Today I've been thinking a bit about my job. I actually have one of the most important jobs on earth. In my mind, even more important than running a nation or flying to the moon: I am a mother. Some people may assume that becoming and being a mother is a natural process and that every women knows just how to do it. I agree with that to a certain extent, but I also add that from my personal experience it takes a lot of desire and determination. I expect a lot of myself in regards to my motherhood career, and because of this I am constantly trying to learn and implement new tactics. For me, motherhood must be deliberate. Because of this, I have found myself drawn to certain parenting books this year. I have been able as I read these to take what i feel will work for my kids/family and leave the rest. This entry is an attempt to report my findings of what has worked for me over the years.
#1 – Favorite parenting book is the scriptures! In the scriptures I read of other parents trying to put the Lord first in their lives and teaching their children to follow His ways. When I am diligent with my scripture reading, I find that somehow what I've read, at least once a week, will come in handy with a challenge or situation that my children are battling. I am amazed at how the spirit works in our homes when we are humble and let it. I have quoted scriptures to certain kids that I didn't even think i knew – probably some of the seminary scripture mastery's from 20 years ago. I am appreciate of the way the scriptures fan my faith and help me understand that my children are actually God's children and with that reminder prayer becomes a greater life line for then inspiration I need to be prepared. My all time favorite scripture right now about parenting from the Book of Mormon is found in 1 Nephi 8:37-38…look it up it is all good, but the last line is what I would love to be better at: "and he did cease from speaking to them".
#2 -The Entitlement Trap, by Richard and Linda Eyre. I LOVE this book. It outlines the remedy to the problem of entitlement as being ownership. It then goes into why it is important to have ownership in all areas in our lives and then how we can implement it. I appreciate how this book helped me find a better balance, that being a good parent isn't rescuing our kids from their mistakes and coddling them when hard things come, but encouraging them and assisting them in solving their own problems.

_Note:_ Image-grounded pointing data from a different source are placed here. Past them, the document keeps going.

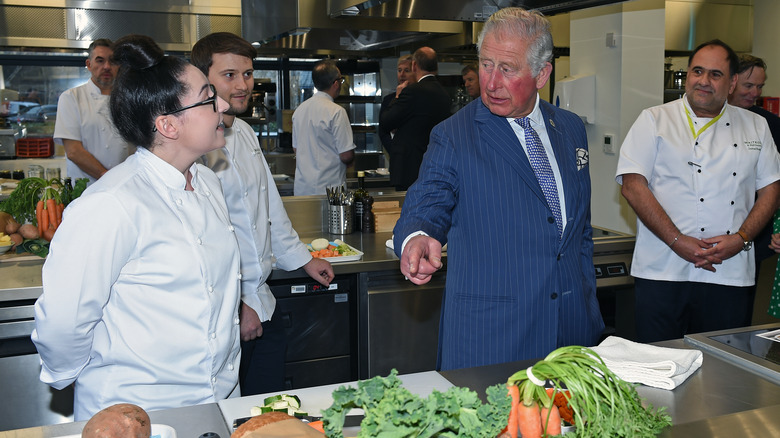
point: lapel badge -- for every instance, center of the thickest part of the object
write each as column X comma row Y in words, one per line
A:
column 582, row 158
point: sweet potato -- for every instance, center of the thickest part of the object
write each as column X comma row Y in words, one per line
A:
column 29, row 231
column 119, row 421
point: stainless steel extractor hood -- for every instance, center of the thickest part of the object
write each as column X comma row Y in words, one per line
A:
column 72, row 24
column 371, row 25
column 308, row 25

#3 – The five Love Languages of Children, by Gary Chapman and Ross Campbell. This book was the first one I read to help me understand that my kids don't necessarily accept and feel love the same way as me. It gave good ideas of how to help me with my kids and how they may learn at school in a less traditional way and then be able to support my child better.

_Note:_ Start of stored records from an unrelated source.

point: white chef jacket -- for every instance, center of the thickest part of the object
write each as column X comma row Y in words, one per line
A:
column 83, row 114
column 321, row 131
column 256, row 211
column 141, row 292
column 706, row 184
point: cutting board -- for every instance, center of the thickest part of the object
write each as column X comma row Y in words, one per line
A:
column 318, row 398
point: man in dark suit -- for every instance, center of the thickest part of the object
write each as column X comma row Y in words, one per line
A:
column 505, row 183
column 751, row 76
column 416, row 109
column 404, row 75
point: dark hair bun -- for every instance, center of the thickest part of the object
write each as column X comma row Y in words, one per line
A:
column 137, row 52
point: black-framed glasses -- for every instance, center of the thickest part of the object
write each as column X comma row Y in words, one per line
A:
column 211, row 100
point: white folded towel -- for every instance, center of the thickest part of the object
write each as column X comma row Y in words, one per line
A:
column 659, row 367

#4 & #5 – How to talk to your chlid about sex, by Linda and Richard Eyre & Where Do Babies Come From? by Brad Wilcox. We have used these two books together as an introduction to teaching our children about the birds and the bees. Let's face it, this topic is NOT a comfortable one to talk openly about, but our kids need to be told in a loving and gentle way the correct way to view this topic. I would never want their friends to teach them, or be left to figure things out after listening to songs or watching a movie or TV show. They need to know how beautiful this topic is and treat it with reverence and respect.
#6 – The Child Whisperer, by Carol Tuttle. Very interesting read. She teaches how to "type" children's natures. This is done with facial profiling and also the energy in which children lead with in life. I have found it very enlightening and helpful in being a more patient mom, and letting my children be who they are and not be what I think they should be. It has also helped me in many other relationships in life – to be more understanding and get what motivates different people and their personalities. This concept has also helped me understand myself much better and be more content with who I am and not feel like I have to try and be someone I'm not.